La dirigente de APyT apuntó directamente contra el rumbo del gobierno de Javier Milei y sostuvo que el hospital se convirtió en un “caso testigo” para disciplinar al sector salud. “Lo que se quiere es flexibilizar, poner a todos en una situación de miedo, donde nadie pueda levantar la voz. Transformar a los trabajadores en ‘proveedores externos’ cambia por completo la lógica de un hospital público”, advirtió.
En la entrevista, Lezana vinculó el conflicto del Garrahan con otros frentes abiertos a nivel nacional: la falta de financiamiento universitario, la crisis en discapacidad, los despidos en hospitales como el Posadas y los conflictos en la salud pública y privada, incluso en Mar del Plata. “Nada de esto es aislado. Es un mismo plan económico que afecta el trabajo, la salud, el ambiente y los derechos básicos”, sostuvo.
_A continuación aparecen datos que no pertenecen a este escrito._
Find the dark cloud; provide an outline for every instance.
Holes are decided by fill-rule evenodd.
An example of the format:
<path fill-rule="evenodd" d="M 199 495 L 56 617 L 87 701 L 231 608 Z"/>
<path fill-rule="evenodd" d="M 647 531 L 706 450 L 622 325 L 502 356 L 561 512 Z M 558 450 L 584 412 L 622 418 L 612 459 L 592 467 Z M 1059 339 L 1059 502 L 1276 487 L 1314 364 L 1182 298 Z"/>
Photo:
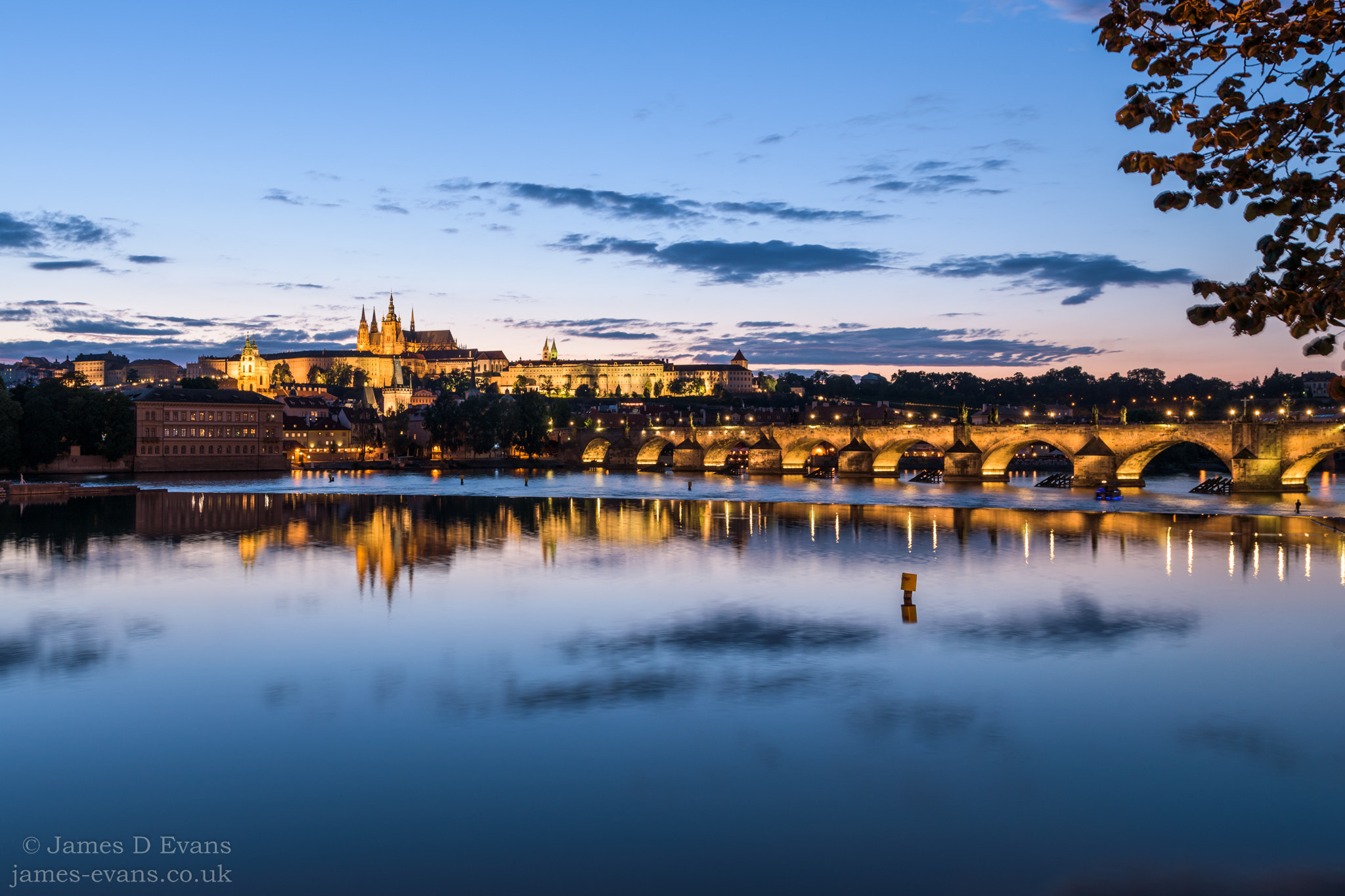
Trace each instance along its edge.
<path fill-rule="evenodd" d="M 0 249 L 40 249 L 42 231 L 28 220 L 0 212 Z"/>
<path fill-rule="evenodd" d="M 565 645 L 570 656 L 621 657 L 672 653 L 812 653 L 872 643 L 880 631 L 845 619 L 771 615 L 756 610 L 720 610 L 615 638 L 584 637 Z"/>
<path fill-rule="evenodd" d="M 83 215 L 43 215 L 42 228 L 58 243 L 95 246 L 113 242 L 113 232 L 100 227 Z"/>
<path fill-rule="evenodd" d="M 1046 0 L 1046 5 L 1061 19 L 1080 24 L 1095 26 L 1107 13 L 1107 4 L 1102 0 Z"/>
<path fill-rule="evenodd" d="M 32 262 L 28 267 L 34 270 L 78 270 L 81 267 L 102 267 L 102 265 L 85 258 L 77 262 Z"/>
<path fill-rule="evenodd" d="M 1013 286 L 1038 293 L 1077 289 L 1061 305 L 1081 305 L 1096 298 L 1107 286 L 1155 286 L 1189 283 L 1196 274 L 1185 267 L 1149 270 L 1115 255 L 1076 255 L 1045 253 L 1041 255 L 956 255 L 933 265 L 915 267 L 932 277 L 1005 277 Z"/>
<path fill-rule="evenodd" d="M 737 349 L 765 367 L 1036 367 L 1060 364 L 1091 347 L 1007 339 L 1003 330 L 872 326 L 862 329 L 763 329 L 693 343 L 698 361 L 717 361 Z"/>
<path fill-rule="evenodd" d="M 710 283 L 753 283 L 781 275 L 885 269 L 882 253 L 866 249 L 787 243 L 779 239 L 765 243 L 697 239 L 670 243 L 660 249 L 655 243 L 631 239 L 607 236 L 590 240 L 582 234 L 570 234 L 555 243 L 554 249 L 586 255 L 633 255 L 650 265 L 705 274 L 706 282 Z"/>
<path fill-rule="evenodd" d="M 136 326 L 120 320 L 71 320 L 55 321 L 47 325 L 54 333 L 106 333 L 109 336 L 176 336 L 182 330 L 163 326 Z"/>
<path fill-rule="evenodd" d="M 270 201 L 276 203 L 286 203 L 289 206 L 303 206 L 304 203 L 308 201 L 304 196 L 296 196 L 288 189 L 276 189 L 276 188 L 268 191 L 266 195 L 262 196 L 262 199 L 269 199 Z"/>
<path fill-rule="evenodd" d="M 613 340 L 659 339 L 658 333 L 642 333 L 642 332 L 635 332 L 631 328 L 632 326 L 663 328 L 675 325 L 675 324 L 659 324 L 656 321 L 647 321 L 640 317 L 590 317 L 586 320 L 557 320 L 557 321 L 538 321 L 538 320 L 515 321 L 511 318 L 504 318 L 500 322 L 519 329 L 542 329 L 542 330 L 553 330 L 564 333 L 565 336 L 586 336 L 589 339 L 613 339 Z"/>
<path fill-rule="evenodd" d="M 783 138 L 781 138 L 783 140 Z M 662 193 L 620 193 L 612 189 L 585 189 L 577 187 L 550 187 L 545 184 L 525 184 L 516 181 L 445 181 L 440 189 L 456 191 L 471 188 L 499 188 L 518 199 L 529 199 L 547 206 L 581 208 L 609 218 L 636 218 L 644 220 L 671 220 L 707 218 L 709 211 L 725 215 L 753 215 L 792 222 L 888 220 L 892 215 L 873 215 L 863 211 L 827 211 L 823 208 L 802 208 L 781 201 L 746 203 L 699 203 L 691 199 L 674 199 Z M 506 208 L 504 211 L 515 211 Z"/>
<path fill-rule="evenodd" d="M 531 199 L 547 206 L 569 206 L 600 212 L 612 218 L 699 218 L 694 207 L 699 203 L 675 200 L 659 193 L 619 193 L 612 189 L 584 189 L 580 187 L 549 187 L 523 183 L 482 183 L 477 187 L 499 187 L 511 196 Z"/>
<path fill-rule="evenodd" d="M 913 181 L 885 180 L 880 184 L 874 184 L 873 188 L 908 193 L 947 193 L 974 183 L 976 183 L 976 179 L 971 175 L 931 175 Z"/>
<path fill-rule="evenodd" d="M 764 215 L 780 220 L 888 220 L 892 215 L 872 215 L 865 211 L 826 211 L 798 208 L 785 203 L 712 203 L 710 208 L 726 215 Z"/>
<path fill-rule="evenodd" d="M 147 321 L 167 321 L 169 324 L 186 324 L 187 326 L 215 326 L 222 322 L 200 317 L 156 317 L 153 314 L 141 314 L 140 317 Z"/>
<path fill-rule="evenodd" d="M 1071 596 L 1061 607 L 954 622 L 947 633 L 997 647 L 1076 652 L 1114 649 L 1155 634 L 1185 637 L 1196 623 L 1196 614 L 1185 610 L 1108 610 L 1091 598 Z"/>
El cabildo abierto del 4 de febrero busca, según explicó, reunir a organizaciones de la salud, ambientales, de derechos humanos, universidades, colectivos de discapacidad y referentes sindicales y políticos de distintos espacios. El objetivo es rechazar la reforma laboral y presionar para que las centrales obreras impulsen un paro nacional efectivo cuando el proyecto llegue al Congreso. “No alcanza con una movilización simbólica. Lo que está en juego son derechos históricos de los trabajadores”, subrayó.
Con 38 años de trayectoria en el Garrahan, Lezana se mostró especialmente crítica del cierre del diálogo por parte de las autoridades. “Nunca vivimos algo así. Hubo conflictos antes, pero siempre existieron mesas de discusión. Desde octubre de 2024 no hay diálogo. Es una gestión autoritaria y cruel en un ámbito extremadamente sensible”, afirmó.
Sobre el clima social, reconoció la bronca, la incertidumbre y el descreimiento en la política, pero se mostró confiada en la reacción colectiva. “Es mentira que no sirve luchar o que hay que resignarse. El antídoto es juntarnos, organizarnos y salir a la calle. Lo que le pasa a un trabajador del Garrahan no es un problema individual, es un problema colectivo”, concluyó.
La convocatoria al cabildo abierto del 4 de febrero se presenta así como un nuevo capítulo de una protesta que trasciende al Garrahan y busca articular múltiples reclamos frente a un escenario de ajuste que, según advierten desde APyT, pone en riesgo no solo derechos laborales, sino también la calidad y la seguridad de la salud pública en la Argentina.